Money from Soo Locks, new Great Lakes icebreaker authorized in defense bill

WASHINGTON, DC — An $858 billion national defense bill President Joe Biden is expected to sign into law this week contains funding authorizations for a new Great Lakes icebreaker and increased spending on the Soo Locks transportation complex. .

The US Senate passed the National Defense Authorization Act (NDAA) of 2023 on December 15, sending the defense funding and policy bill to Biden’s desk.

The annual bill, which authorizes but does not allocate defense funds, has received more attention than usual this year because it ends the military mandate for Covid-19 vaccines.

As part of the US Coast Guard’s expanded authorizations, the bill allows $350 million to build a new Great Lakes heavy icebreaker like the Mackinaw cutter that is stationed in Cheboygan. It also requires new reports on the economic impact of ship delays on lakes caused by ice.

Great Lakes shipping interests have long advocated another heavy icebreaker despite historical data showing that total ice cover is in long-term decline.

Icebreaker started on Lake Superior In the past week.

The NDAA also authorizes $3.2 billion for ongoing reconstruction at the Soo Locks transportation complex. That is nearly triple the amount previously authorized for the infrastructure project after inflation and rising labor and material costs. inflated cost estimates this year.

Over the next six years, the US Army Corps of Engineers is reconfiguring the inactive Davis and Sabin Locks into a single large chamber similar to the existing Poe Lock, which is the only lock large enough to move ships largest of the Great Lakes.

A second lock the size of Poe will ensure that ore from the Minnesota iron range can still reach steel mills in the lower Great Lakes in the event the lock closes unexpectedly.

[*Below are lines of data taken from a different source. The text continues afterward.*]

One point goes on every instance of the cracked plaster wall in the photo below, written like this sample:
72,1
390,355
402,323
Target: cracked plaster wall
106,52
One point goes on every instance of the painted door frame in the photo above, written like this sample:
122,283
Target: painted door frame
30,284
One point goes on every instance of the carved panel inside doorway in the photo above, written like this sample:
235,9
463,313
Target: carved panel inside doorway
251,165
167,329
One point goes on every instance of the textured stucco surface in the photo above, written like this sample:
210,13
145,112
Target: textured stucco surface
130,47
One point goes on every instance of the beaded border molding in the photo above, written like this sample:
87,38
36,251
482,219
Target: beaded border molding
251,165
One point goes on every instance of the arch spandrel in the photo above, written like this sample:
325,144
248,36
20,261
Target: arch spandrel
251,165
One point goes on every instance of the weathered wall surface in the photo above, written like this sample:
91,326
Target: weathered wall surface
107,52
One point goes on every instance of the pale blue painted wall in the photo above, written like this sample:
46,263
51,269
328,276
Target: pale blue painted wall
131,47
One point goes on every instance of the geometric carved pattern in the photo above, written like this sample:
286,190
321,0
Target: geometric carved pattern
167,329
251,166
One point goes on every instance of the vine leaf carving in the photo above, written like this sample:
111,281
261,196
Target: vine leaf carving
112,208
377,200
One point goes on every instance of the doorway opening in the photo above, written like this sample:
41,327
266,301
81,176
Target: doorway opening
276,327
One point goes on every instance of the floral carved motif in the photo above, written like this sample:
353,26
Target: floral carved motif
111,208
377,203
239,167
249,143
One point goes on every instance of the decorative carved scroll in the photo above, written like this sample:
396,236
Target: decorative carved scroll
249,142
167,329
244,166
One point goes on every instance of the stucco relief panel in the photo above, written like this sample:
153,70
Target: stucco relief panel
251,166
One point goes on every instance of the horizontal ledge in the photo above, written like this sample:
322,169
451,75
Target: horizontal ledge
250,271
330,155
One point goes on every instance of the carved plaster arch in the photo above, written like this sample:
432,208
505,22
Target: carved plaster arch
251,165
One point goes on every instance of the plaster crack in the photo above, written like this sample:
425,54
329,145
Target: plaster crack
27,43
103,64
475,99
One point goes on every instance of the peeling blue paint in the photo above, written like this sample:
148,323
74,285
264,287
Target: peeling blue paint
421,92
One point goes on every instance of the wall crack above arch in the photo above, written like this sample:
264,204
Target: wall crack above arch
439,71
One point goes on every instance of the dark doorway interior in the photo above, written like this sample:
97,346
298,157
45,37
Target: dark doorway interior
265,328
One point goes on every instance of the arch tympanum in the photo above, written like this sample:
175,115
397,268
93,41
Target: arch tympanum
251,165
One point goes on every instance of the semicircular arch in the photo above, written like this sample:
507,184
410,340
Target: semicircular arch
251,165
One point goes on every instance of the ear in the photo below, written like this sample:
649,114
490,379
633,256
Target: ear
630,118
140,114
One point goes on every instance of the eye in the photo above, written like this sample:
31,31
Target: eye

Over the past two years, the Army Corps has been deepening the access channels leading to the new lock chamber and reinforcing the walls of the existing channels. The third phase of construction, which involves the demolition of Sabin Lock and the construction of the new lock chamber, is scheduled to start this spring.

“This legislation makes essential investments to modernize our water infrastructure, keep our water safe and protect the Great Lakes for future generations,” said Sen. Gary Peters, D-Mich., who chairs the government affairs and homeland security committee. Senate.

The Soo Locks authorization was part of the Water Resources and Development Act (WRDA), a biennial infrastructure bill included in the defense bill of 2023.

Included in the WRDA portion was a provision to increase the federal government’s participation in the reconstruction of the Brandon Road Lock & Dam in Joliet, Illinois, to 90 percent.

At Brandon Road, the Army Corps is reinforcing the choke point dam with a series of defenses to prevent invasive bighead and silver carp from advancing through Chicagoland’s waterway system and entering Lake Michigan.

Proponents of the project say the state of Illinois still needs to sign an agreement with the Army Corps this year to keep the project on schedule.

The bill also directs the Army Corps to update an economic impact study for recreational boating on the Great Lakes.

“Congress once again demonstrated its support for improving navigation on the Great Lakes, protecting against invasive species and understanding the economic importance of recreation to our region,” said Erika Jensen, executive director of the Ann Arbor Great Lakes Commission. .

Beyond costly infrastructure projects, the bill also authorizes more funding for the US Coast Guard Great Lakes Oil Spill Preparedness and Response Center of Expertise at the new US Coast Guard research campus. Lake Superior State University on the St. Marys River in Sault Ste. Maria.

Additional provisions in the bill allow the Corps to provide support to the Great Lakes states to prevent future flooding and coastal erosion, and authorize the Corps to expedite a comprehensive study of coastal resilience of the coast.

The bill also requires a new annual report on Great Lakes coastal infrastructure needs.

According to Sen. Debbie Stabenow’s office, the bill increases the authority of Michigan’s statewide Environmental Infrastructure Assistance Program from $35 million to $85 million and expands its eligibility to support new sewer overflow projects, rainwater and drinking water.

Local projects authorized in the bill include $7.2 million for Cascade Township and $40 million for Macomb County wastewater infrastructure improvements.

The feasibility of upgrading a maneuvering basin on the Black River at South Haven would also be studied.

michigan communities hit by floods in recent years it would also receive support. The bill authorizes the Army Corps to work with the metropolitan Detroit and Midland County communities to address flood risks caused by extreme rainfall.

The bill also authorizes the Army Corps to support Grosse Pointe Shores and Grosse Pointe Farms for ecosystem restoration and flood risk identification.

“Michigan knows firsthand how more frequent and severe weather caused by the climate crisis is affecting our coastal communities and our aging infrastructure,” said Stabenow, D-Mich. in a statement last week.

“These investments will address erosion in our coastal areas, prevent damaging flooding in our communities, improve water quality, and stop the spread of invasive carp and other species in our Great Lakes.”